# README
indexsplit
indexsplit
quickly generates evenly sized (by amount of data) regions across
a cohort. It does this by reading the bam (or cram) index and using the file offsets as proxies
for the amount of data. It sums the values in these bins across all samples. This gives a good
estimate for actual reads in the region but without having to parse the bam file.
The result is a bed file with an additional column indicating the (scaled) size of data in these region across all samples. The numbers in that column will be fairly even except at the ends offsets chromosomes or for small chromosomes.

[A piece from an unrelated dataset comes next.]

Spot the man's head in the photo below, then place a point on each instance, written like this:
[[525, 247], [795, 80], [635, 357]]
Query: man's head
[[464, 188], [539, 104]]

A common use of this will be to generate regions to be used to parallelize variant-calling fairly
by splitting in to N
regions with approximately equal amounts of data across the cohort.
On a modest laptop with an SSD, indexsplit
can generate even-coverage regions in ~4 seconds for 45 bams.
The time is independent of the number of regions.
When a single 16KB chunk will has more data than the determined chunk size, indexsplit
will output
sub-regions of that chunk even though it doesn't know the exact placement of the data within it.
Usage
goleft indexsplit -N 5000 /path/to/*.bam > regions.bed
If you want to do this from CRAM files send the .crai files and a fasta index via
the --fai
:
goleft indexsplit -N 8000 --fai reference.fa.fai /path/to/*.crai > regions.bed
The user is responsible for ensuring that the crai chromosome order matches the .fai order (this will be the case if the fasta was the same as used in alignment).